Ansioso di nuovi esperimenti, affrontò il pubblico televisivo negli anni Sessanta e si fece apprezzare come capitano Ivan Mironov nella Figlia del capitano, riduzione di F. Palmieri e L. Cortese da A. Puškin (12 maggio-23 giugno 1965) e come Thomas Fuller nel giallo La donna di fiori di M. Casacci e A. Ciambricco (19 settembre-24 ottobre successivo), mentre il candido e indulgente Perry Lascoe di Al calar del sipario di N. Coward (26 novembre successivo) costituì un ritorno al versante crepuscolare. Un successo senza precedenti, puntualmente registrato da M. Doletti, gli venne nel 1971 quando sostenne la parte dei minatore Robert Fenwick che muore in una galleria nello sceneggiato… E le stelle stanno a guardare da A. J. Cronin sotto la regia di A. G. Majano (dal 7 settembre): egli fu esemplare per misura, evitando sapientemente il pericolo degli effetti melodrammatici e sovrastò, secondo il Doletti, perfino gli attori protagonisti.

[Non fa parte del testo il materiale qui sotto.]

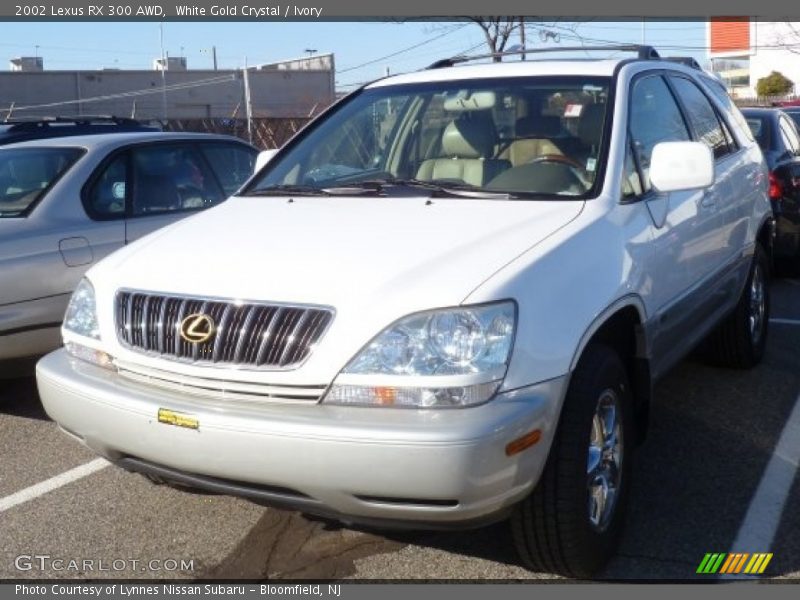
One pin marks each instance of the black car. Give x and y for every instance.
(23, 130)
(794, 112)
(779, 139)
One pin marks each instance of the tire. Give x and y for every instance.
(553, 529)
(740, 340)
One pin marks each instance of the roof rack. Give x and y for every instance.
(643, 52)
(684, 60)
(79, 120)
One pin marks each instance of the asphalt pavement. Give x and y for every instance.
(704, 478)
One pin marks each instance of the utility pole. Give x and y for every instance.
(163, 73)
(248, 104)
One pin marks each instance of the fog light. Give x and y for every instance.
(96, 357)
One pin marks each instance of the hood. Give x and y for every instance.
(338, 251)
(373, 260)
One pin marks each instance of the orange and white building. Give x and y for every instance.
(743, 50)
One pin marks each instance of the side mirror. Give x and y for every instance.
(263, 158)
(676, 166)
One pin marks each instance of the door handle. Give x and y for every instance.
(709, 200)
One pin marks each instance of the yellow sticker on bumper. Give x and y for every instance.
(170, 417)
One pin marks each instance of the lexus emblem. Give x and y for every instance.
(197, 328)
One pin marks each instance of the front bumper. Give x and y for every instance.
(364, 465)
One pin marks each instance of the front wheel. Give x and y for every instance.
(572, 521)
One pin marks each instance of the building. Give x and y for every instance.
(296, 89)
(743, 50)
(26, 63)
(170, 63)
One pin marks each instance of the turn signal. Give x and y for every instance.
(526, 441)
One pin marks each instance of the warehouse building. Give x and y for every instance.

Nel contempo l'instancabile presenza nel cinema fu affidata alle robuste interpretazioni di Sauret, apprezzato da G. Grazzini, nel colossal Waterloo di S. Bondarciuk (1965) e del "francese", il capo della Resistenza reggiana, nell'epico I sette fratelli Cervi dell'amico Puccini (1968), e alle ironiche, gustose apparizioni nel protervo, ma innocuo Io uccido, tu uccidi del Puccini (1965, episodio Giochi acerbi), nello scanzonato Io, io, io, e gli altri del Blasetti (1966) e nel western all'italiana Quien sabe? di D. Damiani (1967). Dopo l'ultima fatica sul set, la parte di un onesto e dimesso ferroviere in Un apprezzato professionista di sicuro avvenire di G. De Santis (1972), fu in televisione il maggiordomo Betteredge nella Pietra di luna da W. W. Collins (dal 21 apr. 1972) diretto dal Majano. I saggi estremi dei suo talento li offrì come Edoardo Barrett nella Famiglia Barrett di R. Besier (18 maggio 1973) e come Creonte, accanto a I. Papas e con la regia di M. Scaparro, nella Lunga notte di Medea di C. Alvaro, andata in onda, post mortem, il 7 giugno 1974 colpito, nel febbraio 1974, da periartrite nodosa, dopo un breve ricovero in una clinica di Ginevra, morì a Roma il 29 marzo 1974.
Fonti e Bibl.: Roma, Archivio di stato civile; Ibid., Archivio del Centro sperimentale di cinematografia, ad nomen; Ridotto, gennaio, aprile 1958; Sipario, febbraio, aprile 1958; febbraio 1959; La Giustizia, 5 apr. 1958; Il Dramma, giugno 1958; C. Lizzani, L'oro di Roma, Rocca San Casciano 1961, pp. 140-144; Radiocorriere TV, 19-25 sett., 21-27 nov. 1965; 5-11 sett. 1971; 16-22 apr. 1972; 13-19 maggio 1973; 2-8 giugno 1974; Il Messaggero, 30 marzo 1974 (necrologio); Il Tempo, 30 marzo 1974 (necrologio); F. Savio, Ma l'amore no, Milano 1975, pp. 29-30, 32, 156-157, 201, 289-290, 390-392; G. Grazzini, Gli anni Settanta in cento film, Bari 1977, p. 68. Vedi inoltre: Encicl. dello spettacolo, III, Roma 1956, coll. 573-574; Filmlexicon degli autori e delle opere, I, Roma 1958, coll. 1256-1257; F. Di Giammatteo, Dizionario universale del cinema, II, Roma 1985, pp. 484-485.